Namun, realisasi potensi energi terbarukan ini menghadapi tantangan signifikan. Salah satu kendala utama adalah kurangnya integrasi perencanaan penggunaan lahan untuk energi terbarukan dalam dokumen Rencana Tata Ruang dan Tata Wilayah (RTRW) daerah. Koordinator Riset Sosial, Kebijakan dan Ekonomi IESR, Martha Jesica Mendrofa, menekankan perlunya klasifikasi penggunaan lahan yang eksplisit untuk energi terbarukan dalam RTRW. Ketiadaan klasifikasi ini menyebabkan proses perizinan dan pengadaan lahan menjadi rumit, melibatkan banyak pihak, dan memperlambat pengembangan proyek.
Dengan mengintegrasikan rencana pengembangan energi terbarukan ke dalam RTRW, proses pengadaan lahan akan jauh lebih efisien dan terarah. Hal ini akan mempermudah perizinan proyek-proyek besar, mempercepat pembangunan infrastruktur, dan memastikan kepastian hukum bagi investor. Lebih lanjut, integrasi ini akan memungkinkan penggabungan proyek-proyek yang berdekatan, mengurangi kompleksitas administrasi dan biaya. Saat ini, kebanyakan RTRW belum mengakomodasi hal ini secara spesifik, sehingga diperlukan revisi dan penyempurnaan dokumen perencanaan wilayah tersebut.
Studi IESR juga mengidentifikasi enam wilayah unggulan untuk pengembangan energi terbarukan:
- PLTS: Papua dan Kalimantan memiliki konsentrasi tertinggi.
- PLTB: Maluku, Papua, dan Sulawesi Selatan memiliki potensi optimal.
- PLTM: Sumatera Barat dan Sumatera Utara memiliki potensi terbesar.
Martha Jesica Mendrofa menambahkan, jika pengembangan energi terbarukan tidak diakomodasi dalam RTRW, maka diskusi dan proses perizinan akan membutuhkan koordinasi yang kompleks dan memakan waktu.

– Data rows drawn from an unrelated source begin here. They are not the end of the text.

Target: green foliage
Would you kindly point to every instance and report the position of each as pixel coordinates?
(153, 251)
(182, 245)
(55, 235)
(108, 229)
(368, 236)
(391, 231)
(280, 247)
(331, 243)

Kejelasan penggunaan lahan dalam RTRW akan menjadi acuan utama dalam menentukan kelayakan pembangunan proyek energi terbarukan di suatu wilayah, mencegah tumpang tindih dan konflik kepentingan.
Kesimpulannya, integrasi perencanaan energi terbarukan dalam RTRW merupakan langkah krusial untuk mempercepat transisi energi di Indonesia. Dengan perencanaan yang terintegrasi dan terukur, potensi energi terbarukan yang melimpah dapat direalisasikan secara optimal, mendorong pertumbuhan ekonomi, dan berkontribusi pada keberlanjutan lingkungan.
Potensi proyek energi terbarukan yang layak secara finansial diproyeksikan akan terus meningkat seiring dengan perbaikan regulasi, infrastruktur, dan penurunan biaya modal. Hal ini menuntut komitmen kuat dari pemerintah dan pemangku kepentingan terkait untuk mewujudkan integrasi tersebut dalam rangka mencapai target energi terbarukan nasional.